It is side surface sectional drawing of a collection | recovery jig. It is the flowchart which showed the manufacturing procedure of the ring member. It is the figure which showed the investigation result of the metal impurity elution amount from a PTFE test piece. It is the figure which showed the investigation result of the metal impurity adsorption amount to the PTFE test piece surface. It is the figure which showed the metal impurity measurement result of the SiC substrate surface in an Example. It is the figure which showed the metal impurity measurement result of the SiC substrate surface in a comparative example. It is the figure which showed the metal impurity measurement result of the silicon substrate surface in an Example. It is the figure which showed the metal impurity measurement result of the silicon substrate surface vicinity in an Example. It is the figure which showed the metal impurity measurement result of the silicon substrate surface in a comparative example. It is the figure which showed the metal impurity measurement result of the silicon substrate surface vicinity in a comparative example. It is side surface sectional drawing of the collection | recovery jig | tool in a comparative example.

  Embodiments of the present invention will be described below with reference to the drawings. In the present embodiment, an example in which the present invention is applied to a case where metal impurities present on the surface of a semiconductor substrate are collected and analyzed by the same method as described in Patent Document 3 and Non-Patent Document 1 will be described. . FIG. 1 shows a side cross-sectional view of the recovery jig 1 of the present embodiment. FIG. 1 also illustrates a semiconductor substrate W (hereinafter also referred to as an analysis target substrate) that is set (fixed) on the recovery jig 1 and is an analysis target of metal impurities.

  The recovery jig 1 is configured similarly to the recovery jigs described in Patent Document 3 and Non-Patent Document 1, and includes a support tray 2 and a ring member 3. The support plate 2 and the ring member 3 are made of PTFE (polytetrafluoroethylene). The support tray 2 is formed in a bottomed cylindrical shape. Specifically, the support plate 2 has a circular and bottomed opening as viewed from above, and the opening is formed to have a diameter equal to or larger than the diameter of the analysis target substrate W. In FIG. 1, the opening is formed to have the same diameter as that of the analysis target substrate W. The bottom surface 21 in the opening is formed as a flat surface. Further, a screw portion is formed on the side surface 22 in the opening.

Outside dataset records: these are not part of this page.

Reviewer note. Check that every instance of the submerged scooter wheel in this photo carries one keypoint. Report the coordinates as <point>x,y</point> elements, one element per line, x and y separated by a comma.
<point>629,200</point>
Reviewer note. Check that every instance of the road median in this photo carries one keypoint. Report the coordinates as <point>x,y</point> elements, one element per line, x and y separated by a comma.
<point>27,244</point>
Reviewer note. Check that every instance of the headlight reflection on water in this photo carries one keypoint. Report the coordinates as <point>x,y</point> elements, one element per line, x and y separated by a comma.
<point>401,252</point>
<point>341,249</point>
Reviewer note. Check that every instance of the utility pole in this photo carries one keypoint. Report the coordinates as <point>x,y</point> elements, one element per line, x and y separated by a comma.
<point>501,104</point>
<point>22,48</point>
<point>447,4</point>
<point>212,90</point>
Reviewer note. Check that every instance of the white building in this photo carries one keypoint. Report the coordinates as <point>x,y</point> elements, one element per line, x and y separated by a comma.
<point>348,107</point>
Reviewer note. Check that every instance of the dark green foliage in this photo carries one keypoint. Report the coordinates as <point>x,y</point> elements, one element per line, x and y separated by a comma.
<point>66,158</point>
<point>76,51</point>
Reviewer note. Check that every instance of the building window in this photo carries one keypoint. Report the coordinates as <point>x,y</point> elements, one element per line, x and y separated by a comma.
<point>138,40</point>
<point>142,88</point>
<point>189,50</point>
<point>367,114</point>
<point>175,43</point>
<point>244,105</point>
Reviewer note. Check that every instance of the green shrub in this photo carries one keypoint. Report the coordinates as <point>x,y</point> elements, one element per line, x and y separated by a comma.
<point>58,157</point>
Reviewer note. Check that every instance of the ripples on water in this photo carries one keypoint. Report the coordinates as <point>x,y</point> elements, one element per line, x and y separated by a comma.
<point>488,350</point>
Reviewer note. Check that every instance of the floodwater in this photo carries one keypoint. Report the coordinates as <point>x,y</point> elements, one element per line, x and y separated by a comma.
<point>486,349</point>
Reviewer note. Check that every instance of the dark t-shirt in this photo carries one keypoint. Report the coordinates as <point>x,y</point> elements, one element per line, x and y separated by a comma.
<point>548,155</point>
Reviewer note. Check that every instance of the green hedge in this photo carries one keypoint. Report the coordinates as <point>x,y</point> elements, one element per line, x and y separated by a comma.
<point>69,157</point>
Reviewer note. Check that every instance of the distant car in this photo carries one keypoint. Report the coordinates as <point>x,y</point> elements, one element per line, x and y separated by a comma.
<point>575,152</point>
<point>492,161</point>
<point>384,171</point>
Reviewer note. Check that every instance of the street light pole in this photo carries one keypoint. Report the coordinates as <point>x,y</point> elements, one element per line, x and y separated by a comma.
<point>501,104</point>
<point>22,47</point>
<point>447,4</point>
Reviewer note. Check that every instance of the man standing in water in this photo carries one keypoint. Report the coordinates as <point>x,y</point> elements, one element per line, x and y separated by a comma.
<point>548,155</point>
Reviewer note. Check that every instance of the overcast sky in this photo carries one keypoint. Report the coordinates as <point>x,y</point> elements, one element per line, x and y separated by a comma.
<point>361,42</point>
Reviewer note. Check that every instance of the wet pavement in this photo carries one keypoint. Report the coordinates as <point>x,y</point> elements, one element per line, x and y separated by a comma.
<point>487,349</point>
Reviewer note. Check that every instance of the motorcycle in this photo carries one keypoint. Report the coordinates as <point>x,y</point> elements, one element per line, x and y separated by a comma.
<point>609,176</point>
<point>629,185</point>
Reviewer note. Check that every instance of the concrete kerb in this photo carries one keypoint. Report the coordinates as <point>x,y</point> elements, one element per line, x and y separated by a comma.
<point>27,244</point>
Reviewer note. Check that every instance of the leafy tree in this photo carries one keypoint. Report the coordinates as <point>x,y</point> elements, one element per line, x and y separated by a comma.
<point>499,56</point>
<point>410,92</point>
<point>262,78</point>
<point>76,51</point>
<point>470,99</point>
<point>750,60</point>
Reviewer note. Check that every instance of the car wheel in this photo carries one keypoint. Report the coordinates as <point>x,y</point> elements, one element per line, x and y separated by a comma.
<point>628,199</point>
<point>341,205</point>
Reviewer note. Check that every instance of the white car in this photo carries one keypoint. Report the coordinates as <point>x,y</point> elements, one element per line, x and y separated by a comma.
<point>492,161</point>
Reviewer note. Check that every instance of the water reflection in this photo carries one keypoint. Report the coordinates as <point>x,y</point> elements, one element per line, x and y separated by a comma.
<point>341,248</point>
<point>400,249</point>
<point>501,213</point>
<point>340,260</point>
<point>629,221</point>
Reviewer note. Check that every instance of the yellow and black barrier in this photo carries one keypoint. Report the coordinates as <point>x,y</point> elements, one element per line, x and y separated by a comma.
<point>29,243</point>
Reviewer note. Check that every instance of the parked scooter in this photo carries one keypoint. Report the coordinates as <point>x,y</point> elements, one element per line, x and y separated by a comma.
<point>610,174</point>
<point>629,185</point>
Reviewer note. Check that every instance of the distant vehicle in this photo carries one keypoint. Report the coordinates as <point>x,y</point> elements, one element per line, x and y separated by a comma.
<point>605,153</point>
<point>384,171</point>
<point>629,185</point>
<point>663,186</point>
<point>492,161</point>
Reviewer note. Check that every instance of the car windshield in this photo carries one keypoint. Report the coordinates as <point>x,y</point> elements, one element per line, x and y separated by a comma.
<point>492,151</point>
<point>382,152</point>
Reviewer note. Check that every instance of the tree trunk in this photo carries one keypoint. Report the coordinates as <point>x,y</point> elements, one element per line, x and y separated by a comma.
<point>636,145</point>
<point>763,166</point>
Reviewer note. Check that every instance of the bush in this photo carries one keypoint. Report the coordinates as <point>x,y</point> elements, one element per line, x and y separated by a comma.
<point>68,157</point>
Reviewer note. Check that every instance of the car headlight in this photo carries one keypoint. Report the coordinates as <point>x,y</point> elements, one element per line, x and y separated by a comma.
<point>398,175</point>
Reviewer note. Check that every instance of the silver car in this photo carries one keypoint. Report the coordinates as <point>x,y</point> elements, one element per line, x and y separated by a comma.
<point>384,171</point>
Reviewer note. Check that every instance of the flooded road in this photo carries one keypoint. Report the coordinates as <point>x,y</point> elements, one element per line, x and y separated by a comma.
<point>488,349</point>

  The ring member 3 is formed in a ring shape (cylindrical shape). Specifically, the ring member 3 has an opening 34 (a hatched portion in FIG. 1) penetrating between the upper surface and the lower surface of the ring member 3. When the ring member 3 is installed as shown in FIG. 1, the size and position of the opening 34 are set such that a specific part of the surface of the analysis target substrate W where metal impurities are collected is exposed from the opening 34. Determined. In FIG. 1, most of the analysis target substrate W excluding the outer peripheral portion (the inner portion of the circle having a diameter slightly smaller than the diameter of the analysis target substrate W centered on the substrate center) is set as the specific portion.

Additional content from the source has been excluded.